In rund zwei Jahren Bauzeit wurde der bis zu 34 Meter hohe Gebäudekomplex errichtet. Die 24 000 Quadratmeter Mietfläche mit moderner Ausstattung sollen von verschiedenen Unternehmen genutzt werden. Zur „Brain Box Berlin“ gehören des Weiteren begrünte Innenhöfe mit heimischen Bäumen und mit Beeten, sogenannte Chill-Areas zum Ausruhen, ein Restaurant sowie ein Café inklusive Außenterrasse. Profitieren will der Investor von der Nähe zum Hauptstadtflughafen BER, der mit dem Auto in gut zehn Minuten erreichbar ist.

„Lange Zeit mussten Unternehmen in Berlin nach Mitte, Kreuzberg oder Charlottenburg ziehen, um bei Kunden und Investoren auf sich aufmerksam zu machen. Doch zunehmend ist ein Schwenk in die Außenbezirke der Spreemetropole zu beobachten, vor allem in die südlichen wie Treptow-Köpenick. Dort locken neben einer sehr guten Infrastruktur hochwertige Immobilien zu deutlich geringeren Preisen“, teilte die Profi Partner Projekt GmbH, die den Campus realisiert hat, mit. Deren Geschäftsführer Dirk Germandi ist sicher, dass der Büroarbeitsplatz auch nach der Corona-Pandemie eine Zukunft hat. „Ich glaube nicht, dass sich Homeoffice durchsetzen wird. Die Menschen geben die soziale Interaktion nicht auf, sie brauchen Socialising“, sagt er.
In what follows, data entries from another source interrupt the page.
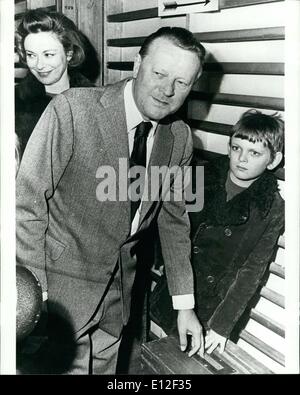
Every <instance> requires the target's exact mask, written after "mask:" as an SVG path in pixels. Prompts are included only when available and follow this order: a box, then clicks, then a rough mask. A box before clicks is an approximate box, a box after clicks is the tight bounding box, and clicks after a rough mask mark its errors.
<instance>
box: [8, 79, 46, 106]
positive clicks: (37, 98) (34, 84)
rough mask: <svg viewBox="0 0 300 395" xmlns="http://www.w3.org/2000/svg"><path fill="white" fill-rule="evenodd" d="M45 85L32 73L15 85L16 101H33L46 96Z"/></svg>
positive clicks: (15, 95) (37, 100) (20, 101)
mask: <svg viewBox="0 0 300 395" xmlns="http://www.w3.org/2000/svg"><path fill="white" fill-rule="evenodd" d="M45 96H46V93H45V87H44V85H43V84H41V83H40V82H39V81H38V80H37V79H36V78H35V77H34V76H33V75H32V74H31V73H29V74H28V75H27V76H26V77H24V78H23V80H22V81H21V82H20V83H18V84H17V85H16V86H15V101H16V103H18V102H31V101H33V100H34V101H38V100H40V99H41V98H42V97H45Z"/></svg>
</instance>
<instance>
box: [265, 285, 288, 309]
mask: <svg viewBox="0 0 300 395" xmlns="http://www.w3.org/2000/svg"><path fill="white" fill-rule="evenodd" d="M260 295H261V296H263V297H264V298H265V299H267V300H269V301H270V302H272V303H275V304H277V306H279V307H282V308H284V306H285V302H284V296H283V295H280V294H279V293H278V292H275V291H273V290H272V289H269V288H267V287H262V289H261V291H260Z"/></svg>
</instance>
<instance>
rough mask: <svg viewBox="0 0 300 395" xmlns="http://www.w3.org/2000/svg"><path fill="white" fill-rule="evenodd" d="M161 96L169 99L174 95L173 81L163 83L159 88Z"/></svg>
mask: <svg viewBox="0 0 300 395" xmlns="http://www.w3.org/2000/svg"><path fill="white" fill-rule="evenodd" d="M161 90H162V92H163V94H164V95H165V96H167V97H171V96H173V95H174V82H173V81H165V82H164V83H163V85H162V87H161Z"/></svg>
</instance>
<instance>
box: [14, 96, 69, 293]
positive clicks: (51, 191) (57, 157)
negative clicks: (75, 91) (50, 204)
mask: <svg viewBox="0 0 300 395" xmlns="http://www.w3.org/2000/svg"><path fill="white" fill-rule="evenodd" d="M73 141H74V139H73V124H72V116H71V110H70V106H69V103H68V101H67V99H66V98H65V97H64V96H63V95H59V96H57V97H56V98H55V99H53V100H52V102H51V103H50V104H49V106H48V107H47V108H46V110H45V111H44V113H43V115H42V116H41V118H40V120H39V122H38V123H37V125H36V127H35V129H34V131H33V133H32V135H31V137H30V140H29V142H28V144H27V147H26V150H25V152H24V155H23V158H22V162H21V166H20V169H19V172H18V175H17V179H16V238H17V240H16V253H17V264H18V265H23V266H26V267H28V268H29V269H30V270H32V271H33V272H35V274H36V275H37V277H38V278H39V280H40V282H41V285H42V290H43V291H47V278H46V273H45V233H46V230H47V227H48V215H49V213H48V200H49V199H51V197H52V196H53V194H54V193H55V189H56V187H57V184H58V183H59V180H60V178H61V177H62V175H63V173H64V171H65V168H66V166H67V165H68V162H69V160H70V158H71V156H72V151H73Z"/></svg>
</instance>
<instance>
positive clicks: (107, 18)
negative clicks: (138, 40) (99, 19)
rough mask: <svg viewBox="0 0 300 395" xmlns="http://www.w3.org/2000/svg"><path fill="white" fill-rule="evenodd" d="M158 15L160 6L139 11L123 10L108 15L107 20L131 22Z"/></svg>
mask: <svg viewBox="0 0 300 395" xmlns="http://www.w3.org/2000/svg"><path fill="white" fill-rule="evenodd" d="M157 17H158V7H154V8H145V9H142V10H137V11H129V12H122V13H120V14H113V15H108V16H107V22H129V21H137V20H140V19H149V18H157Z"/></svg>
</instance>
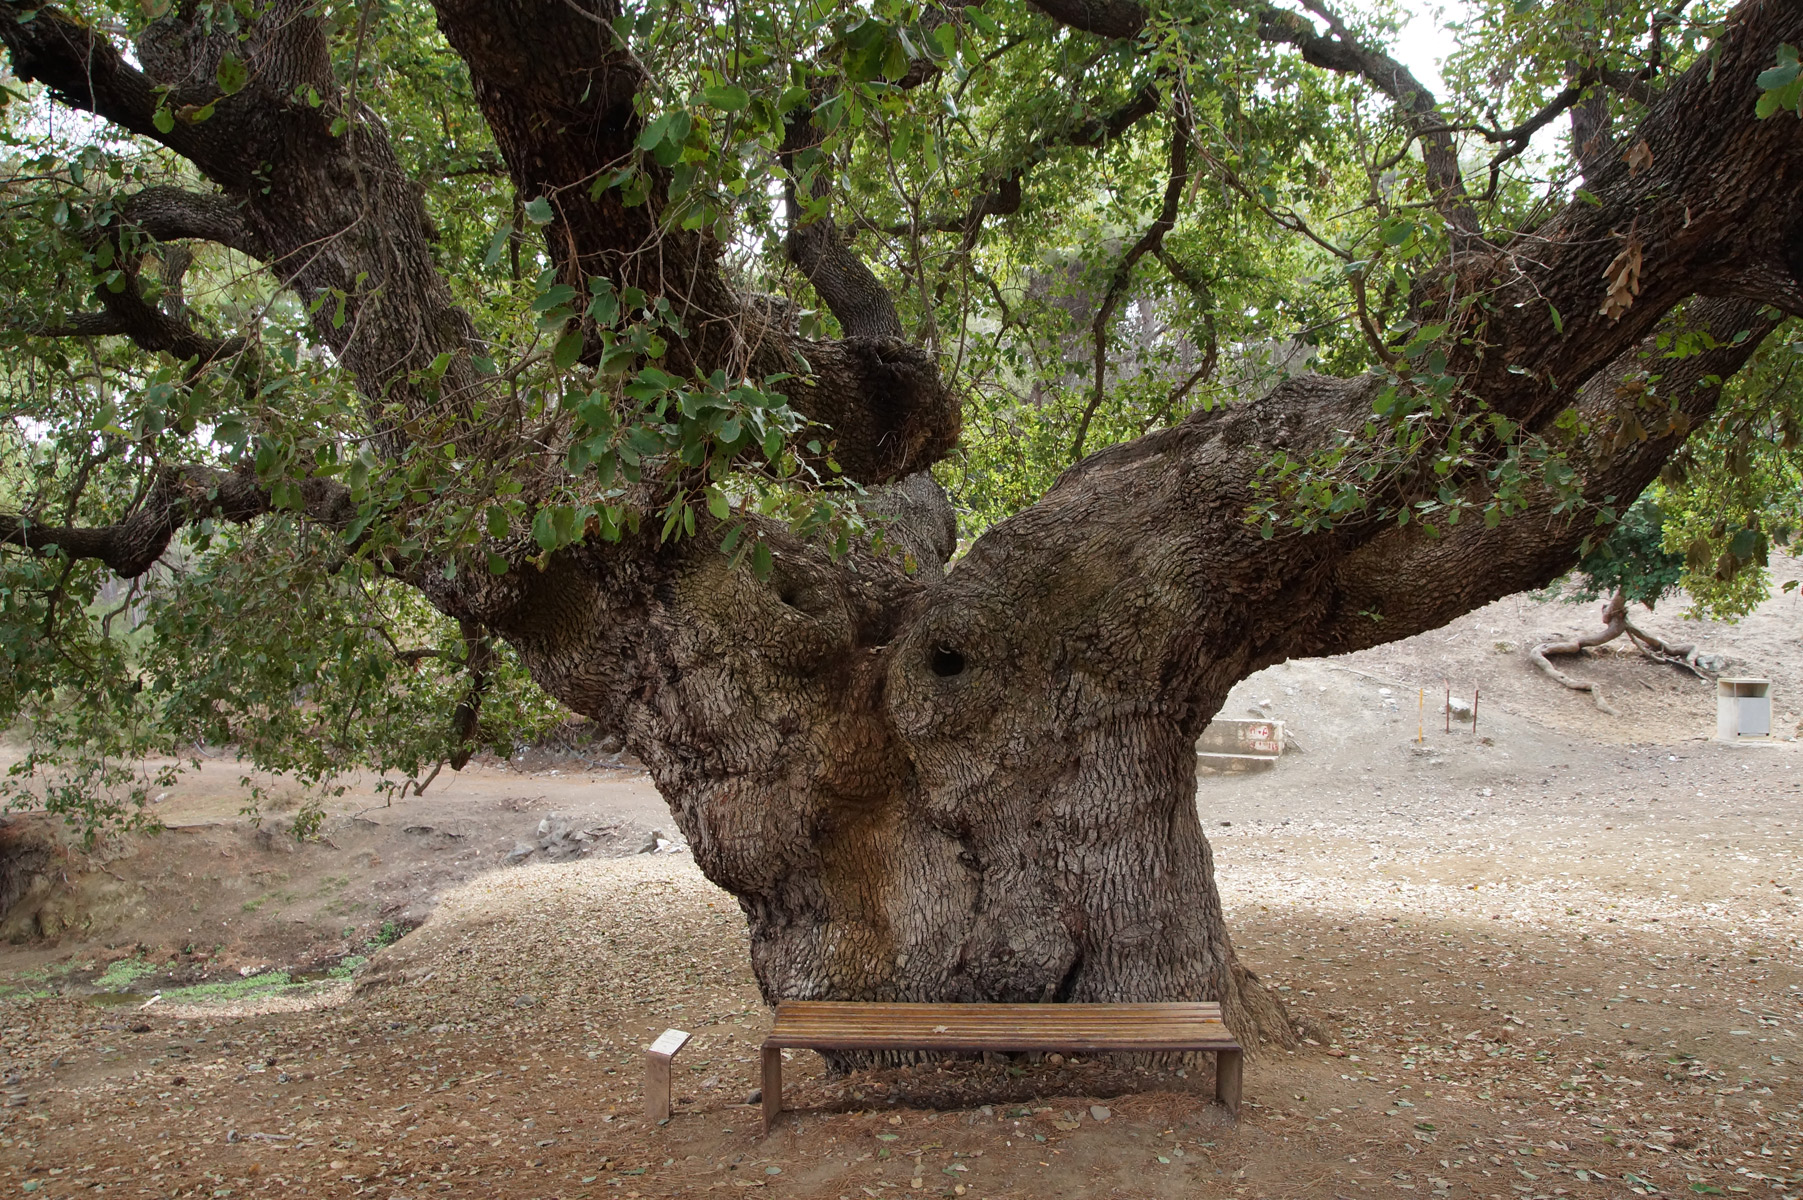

Direkt gegenüber der „Brain Box Berlin“ soll derweil in den kommenden Jahren ein neues Wohnquartier mit einer Kita und einer Schule entstehen. „Die Menschen wollen eine Lebenswelt, in der das Arbeiten integriert ist. Deshalb suchen wir bewusst Standorte, die kurze Wege zur Wohnung, Kita oder Schule gewährleisten. Die Zeit der puren Büroviertel ist vorbei“, meint Dirk Germandi. Der Ortsteil werde so lebendig sein wie die Mitte der Stadt, erklärt er. Allein im Technologiepark Adlershof sind bereits mehr als 1200 Unternehmen mit mehr als 23 500 Beschäftigten ansässig. Und die Tendenz ist weiter steigend.

Die "Brain Box Berlin" aus der Vogelperspektive betrachtet. Direkt hinter dem Gebäude am Eisenhutweg verläuft die Autobahn 113.
Dirk Germandi ist Geschäftsführer des Projektentwicklers und glaubt an eine Zukunft des klassischen Büroarbeitsplatzes.